Key efficiency comparison (LLaVA-OV-7B video): V2Drop memory 16,298 MB vs. SparseVLM 27,378 MB (SparseVLM increases memory by 54.8%); throughput 0.72 vs. 0.55 items/s.

Ablation Study

  • Variation metric: L2 > L1 ≈ Cosine > FastV (attention); all three variation metrics consistently outperform attention-guided selection.
  • Progressive dropping is critical: MME score 1826 (progressive) vs. 1717 (one-shot); POPE 85.1% vs. 77.1%.
  • Layer selection is robust: Six different layer combinations yield performance in the range of 96.0%–97.6%, indicating low sensitivity to specific layer choice.
  • Positional bias eliminated: Visualizations show that tokens retained by V2Drop are spatially uniform, whereas FastV/SparseVLM strongly favor tokens at the end of the sequence.
  • Advantage on long videos: V2Drop shows larger gains on VideoMME (Long), as attention-based methods' preference for later-frame tokens becomes more severe in longer videos.

Highlights & Insights

  • Paradigm shift: "Look at variation, not attention" is a concise yet powerful perspective shift with rigorous theoretical backing.
  • Full FlashAttention compatibility is the most practically significant advantage for deployment—existing attention-guided "acceleration" methods may actually increase memory usage.
  • The advantage on video understanding is particularly notable (98.6% performance, 74.2% latency reduction), as video sequences contain far more tokens and positional bias is more severe.
  • The Variation-Impact Theorem rigorously links variation magnitude to output impact as an a priori derivation rather than a post-hoc explanation.
  • The codebase is open-source and the implementation is minimal (a single L2 distance computation followed by TopK selection).

Limitations & Future Work

  • The layer selection and compression ratio schedule for the three-stage dropping still require manual configuration; adaptive strategies may yield further improvements.
  • The theoretical analysis assumes a lower bound on the Jacobian norm, providing insufficient characterization for tokens near zero.
  • Experiments are limited to 7B-scale models; effectiveness on larger models (70B+) remains to be verified.
  • Variation is assessed using only adjacent layers; cross-layer variation patterns may provide richer signals.
  • Prefilling-stage acceleration yields limited benefit for short-prompt scenarios; the primary use case is high-resolution images and long videos.
  • vs.
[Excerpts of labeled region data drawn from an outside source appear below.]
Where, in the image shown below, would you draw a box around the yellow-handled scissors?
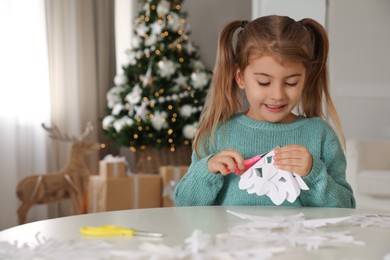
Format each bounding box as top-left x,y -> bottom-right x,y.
80,225 -> 163,237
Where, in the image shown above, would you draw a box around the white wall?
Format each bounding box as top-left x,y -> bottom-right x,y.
328,0 -> 390,138
183,0 -> 252,69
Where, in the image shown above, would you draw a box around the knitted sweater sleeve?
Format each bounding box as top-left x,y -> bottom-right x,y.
174,152 -> 224,206
300,133 -> 356,208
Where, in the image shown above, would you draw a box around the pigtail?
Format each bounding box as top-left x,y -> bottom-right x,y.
193,21 -> 241,156
300,18 -> 345,147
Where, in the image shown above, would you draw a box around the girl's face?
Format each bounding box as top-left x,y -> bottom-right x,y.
236,56 -> 306,123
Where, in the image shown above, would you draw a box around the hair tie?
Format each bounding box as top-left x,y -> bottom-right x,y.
232,20 -> 248,55
240,20 -> 248,28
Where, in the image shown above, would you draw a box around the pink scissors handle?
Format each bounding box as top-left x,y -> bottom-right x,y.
228,154 -> 261,175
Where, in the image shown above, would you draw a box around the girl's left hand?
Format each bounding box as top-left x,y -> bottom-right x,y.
274,144 -> 313,177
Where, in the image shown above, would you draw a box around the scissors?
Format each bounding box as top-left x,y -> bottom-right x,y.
228,145 -> 280,176
80,225 -> 164,238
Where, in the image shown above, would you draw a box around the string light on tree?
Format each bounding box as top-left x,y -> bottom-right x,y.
102,0 -> 211,151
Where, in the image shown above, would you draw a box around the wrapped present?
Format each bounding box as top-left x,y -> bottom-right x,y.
159,166 -> 189,207
99,154 -> 127,178
87,174 -> 161,213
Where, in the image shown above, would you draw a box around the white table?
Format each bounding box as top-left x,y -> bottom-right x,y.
0,206 -> 390,260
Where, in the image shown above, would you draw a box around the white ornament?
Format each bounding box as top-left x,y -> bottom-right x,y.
157,0 -> 171,17
125,85 -> 142,105
185,41 -> 196,54
150,22 -> 163,36
183,122 -> 198,139
113,116 -> 134,133
173,72 -> 188,90
134,102 -> 149,121
135,23 -> 149,37
114,74 -> 128,86
102,115 -> 115,129
150,111 -> 168,131
168,12 -> 181,32
180,105 -> 192,118
158,60 -> 176,78
193,60 -> 205,70
131,35 -> 142,49
191,72 -> 209,89
112,103 -> 123,116
126,50 -> 137,65
106,86 -> 124,108
145,34 -> 157,46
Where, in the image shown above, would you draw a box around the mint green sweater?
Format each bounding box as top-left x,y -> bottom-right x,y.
174,113 -> 355,208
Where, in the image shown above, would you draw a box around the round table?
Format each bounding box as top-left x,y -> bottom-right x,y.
0,206 -> 390,260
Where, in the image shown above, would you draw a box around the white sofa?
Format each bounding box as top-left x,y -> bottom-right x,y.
346,139 -> 390,212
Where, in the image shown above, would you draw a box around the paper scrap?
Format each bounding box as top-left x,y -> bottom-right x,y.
238,150 -> 309,205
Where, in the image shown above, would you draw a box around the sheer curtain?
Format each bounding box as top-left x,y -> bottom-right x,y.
0,0 -> 115,230
0,0 -> 50,229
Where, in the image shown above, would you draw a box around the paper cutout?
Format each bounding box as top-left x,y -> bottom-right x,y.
238,149 -> 309,205
4,210 -> 390,260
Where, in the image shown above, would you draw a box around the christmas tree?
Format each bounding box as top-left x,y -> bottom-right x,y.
102,0 -> 211,152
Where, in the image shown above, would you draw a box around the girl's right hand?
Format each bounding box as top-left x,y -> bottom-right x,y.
207,149 -> 245,176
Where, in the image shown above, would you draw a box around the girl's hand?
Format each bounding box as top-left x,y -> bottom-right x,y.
274,145 -> 313,177
207,149 -> 244,176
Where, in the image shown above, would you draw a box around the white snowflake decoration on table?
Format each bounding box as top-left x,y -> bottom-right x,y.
239,150 -> 309,205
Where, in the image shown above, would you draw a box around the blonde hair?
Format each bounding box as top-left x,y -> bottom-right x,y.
193,15 -> 345,156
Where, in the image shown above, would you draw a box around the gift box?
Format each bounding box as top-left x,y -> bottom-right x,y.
87,174 -> 161,213
159,166 -> 189,207
99,154 -> 127,178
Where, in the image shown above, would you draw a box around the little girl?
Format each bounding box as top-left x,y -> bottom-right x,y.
174,15 -> 355,208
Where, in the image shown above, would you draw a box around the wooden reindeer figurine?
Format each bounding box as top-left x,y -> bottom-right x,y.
16,123 -> 100,224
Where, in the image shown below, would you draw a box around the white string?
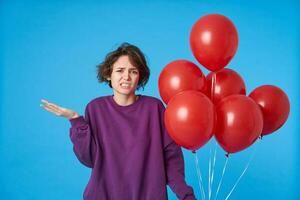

FastV: FastV performs attention-based dropping, which suffers from positional bias and is incompatible with FlashAttention. At 192 tokens, V2Drop achieves 97.6% vs. FastV's 88.2%—a substantial performance gap.
  • vs. SparseVLM: SparseVLM uses attention-ranked sorting with token recycling and achieves competitive performance, but increases peak memory by 23.5%–54.8%. V2Drop achieves comparable or better performance while actually reducing memory.
  • vs. PDrop: PDrop, which uses progressive attention-based dropping, is the closest competitor. V2Drop outperforms it by +1.6% on images (97.6% vs. 96.0%) and +2.6% on video (98.6% vs. 96.0%).
  • vs. DyCoke: DyCoke is designed specifically for video but achieves only 87.1% on LLaVA-OV at 25% retention, compared to V2Drop's 98.6%.

The "variation as importance" principle is generalizable to NLP (text token pruning) and multimodal fusion (cross-modal token alignment). The diagnosis of positional bias serves as a cautionary signal for all methods that use attention as an importance proxy. V2Drop is complementary to GKD (VFM distillation): GKD addresses model compression while V2Drop addresses inference acceleration, and the two can be combined.

Rating

  • Novelty: ⭐⭐⭐⭐⭐ — Highly original perspective; the first to adopt token variation for token compression, with rigorous theoretical grounding.
  • Experimental Thoroughness: ⭐⭐⭐⭐⭐ — Multiple models (LLaVA/Qwen2-VL) × multiple tasks (image/video) × multiple baselines × comprehensive ablations, with detailed efficiency analysis.
  • Writing Quality: ⭐⭐⭐⭐⭐ — Problem formulation is clear, theory and experiments are tightly integrated, and visualizations are intuitive.
  • Value: ⭐⭐⭐⭐⭐ — Highly practical: training-free, FlashAttention-compatible, open-source, and ready for direct deployment.